Ilustrasi peretas sistem komputer yang meminta tebusan. (CNN Indonesia/Laudy Gracivia)
Jakarta, CB
--
Suatu pagi di hari Senin, 25 Mei 2015, Agus Wiyono
menyalakan komputer yang biasa ia pakai untuk bekerja sebagai seorang
desainer grafis. Ada yang aneh dengan komputernya kala itu, karena
berjalan lambat dan muncul susunan teks seperti DOS ketika ingin masuk
ke sistem operasi Windows 7.
Sebuah notifikasi tak biasa muncul
setelah komputer berhasil masuk ke Windows 7. Agus masih tidak mengerti
apa maksud notifikasi itu karena tak pernah menemuinya.
Beberapa
folder tempat ia biasa menyimpan dokumen dimasuki. Sebuah dokumen yang
dibuat dari peranti lunak InDesign dibuka. Klik-klik... tetapi sesuatu
yang aneh ditemukan. Padahal hari sebelumnya dokumen itu masih bisa
dibuka dan diolah lagi.
Segera ia membuka dokumen lain yang
dikerjakan pada peranti Adobe Photoshop. Hasilnya sama.
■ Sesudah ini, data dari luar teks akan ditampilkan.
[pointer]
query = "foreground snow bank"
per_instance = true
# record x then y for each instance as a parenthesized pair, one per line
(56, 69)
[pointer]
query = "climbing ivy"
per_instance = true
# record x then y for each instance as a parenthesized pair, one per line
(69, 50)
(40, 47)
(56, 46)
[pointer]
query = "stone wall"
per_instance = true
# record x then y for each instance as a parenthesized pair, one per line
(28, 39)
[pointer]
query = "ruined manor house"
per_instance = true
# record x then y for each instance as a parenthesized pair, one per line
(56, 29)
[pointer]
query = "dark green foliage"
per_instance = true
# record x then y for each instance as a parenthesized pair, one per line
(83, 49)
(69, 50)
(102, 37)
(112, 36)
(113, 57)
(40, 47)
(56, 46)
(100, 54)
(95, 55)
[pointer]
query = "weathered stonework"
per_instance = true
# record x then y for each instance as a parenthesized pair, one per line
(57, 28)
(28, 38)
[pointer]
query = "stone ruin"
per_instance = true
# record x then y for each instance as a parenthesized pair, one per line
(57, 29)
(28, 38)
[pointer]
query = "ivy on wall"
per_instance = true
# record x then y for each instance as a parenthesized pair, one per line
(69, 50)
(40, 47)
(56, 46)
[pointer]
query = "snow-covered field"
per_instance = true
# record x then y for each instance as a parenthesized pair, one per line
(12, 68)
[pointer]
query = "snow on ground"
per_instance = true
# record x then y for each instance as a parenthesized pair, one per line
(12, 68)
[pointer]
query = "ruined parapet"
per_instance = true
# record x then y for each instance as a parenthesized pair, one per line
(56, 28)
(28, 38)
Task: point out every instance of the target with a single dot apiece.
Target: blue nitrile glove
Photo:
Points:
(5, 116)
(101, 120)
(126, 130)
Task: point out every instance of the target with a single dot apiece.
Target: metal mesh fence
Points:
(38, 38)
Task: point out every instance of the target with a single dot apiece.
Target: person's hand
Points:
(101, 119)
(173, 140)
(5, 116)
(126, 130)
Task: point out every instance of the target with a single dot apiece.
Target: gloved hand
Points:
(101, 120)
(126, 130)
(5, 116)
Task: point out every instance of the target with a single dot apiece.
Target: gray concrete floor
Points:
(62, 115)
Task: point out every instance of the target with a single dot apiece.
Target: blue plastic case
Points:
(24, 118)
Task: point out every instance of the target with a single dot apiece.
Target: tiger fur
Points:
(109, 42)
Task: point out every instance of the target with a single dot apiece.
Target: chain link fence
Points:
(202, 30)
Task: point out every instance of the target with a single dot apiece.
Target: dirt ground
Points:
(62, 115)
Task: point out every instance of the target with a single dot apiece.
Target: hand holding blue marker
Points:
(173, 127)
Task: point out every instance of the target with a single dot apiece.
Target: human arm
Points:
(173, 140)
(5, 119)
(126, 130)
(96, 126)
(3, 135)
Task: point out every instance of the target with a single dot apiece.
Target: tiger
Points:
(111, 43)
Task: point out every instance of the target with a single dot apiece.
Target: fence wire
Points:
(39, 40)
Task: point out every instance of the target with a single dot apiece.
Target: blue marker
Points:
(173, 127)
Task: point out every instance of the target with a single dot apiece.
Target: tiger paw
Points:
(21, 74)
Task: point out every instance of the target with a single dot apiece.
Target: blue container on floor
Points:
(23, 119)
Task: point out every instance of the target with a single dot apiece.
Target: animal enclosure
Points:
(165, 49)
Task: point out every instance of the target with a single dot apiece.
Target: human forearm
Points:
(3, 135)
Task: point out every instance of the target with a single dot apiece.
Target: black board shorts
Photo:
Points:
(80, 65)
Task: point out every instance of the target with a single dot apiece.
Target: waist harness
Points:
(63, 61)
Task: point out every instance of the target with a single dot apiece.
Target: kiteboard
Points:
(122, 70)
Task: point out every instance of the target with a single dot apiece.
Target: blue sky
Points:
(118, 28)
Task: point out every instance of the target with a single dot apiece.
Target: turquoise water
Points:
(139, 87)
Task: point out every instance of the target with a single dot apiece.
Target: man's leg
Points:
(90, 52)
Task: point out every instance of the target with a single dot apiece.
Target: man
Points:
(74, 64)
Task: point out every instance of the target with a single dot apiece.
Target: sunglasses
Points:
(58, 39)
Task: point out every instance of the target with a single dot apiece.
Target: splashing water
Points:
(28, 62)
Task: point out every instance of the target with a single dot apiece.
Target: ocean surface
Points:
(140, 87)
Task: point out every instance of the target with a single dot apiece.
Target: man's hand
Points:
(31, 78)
Notifikasi aneh
itu muncul lagi dan dokumennya tidak bisa dibuka.
Notifikasi itu
berasal dari peranti lunak Locker v5.46. Ini bukanlah peranti lunak yang
dibuat untuk mendukung produktivitas seseorang, melainkan sebuah
peranti lunak jahat
(malware) yang dibuat untuk tujuan memeras.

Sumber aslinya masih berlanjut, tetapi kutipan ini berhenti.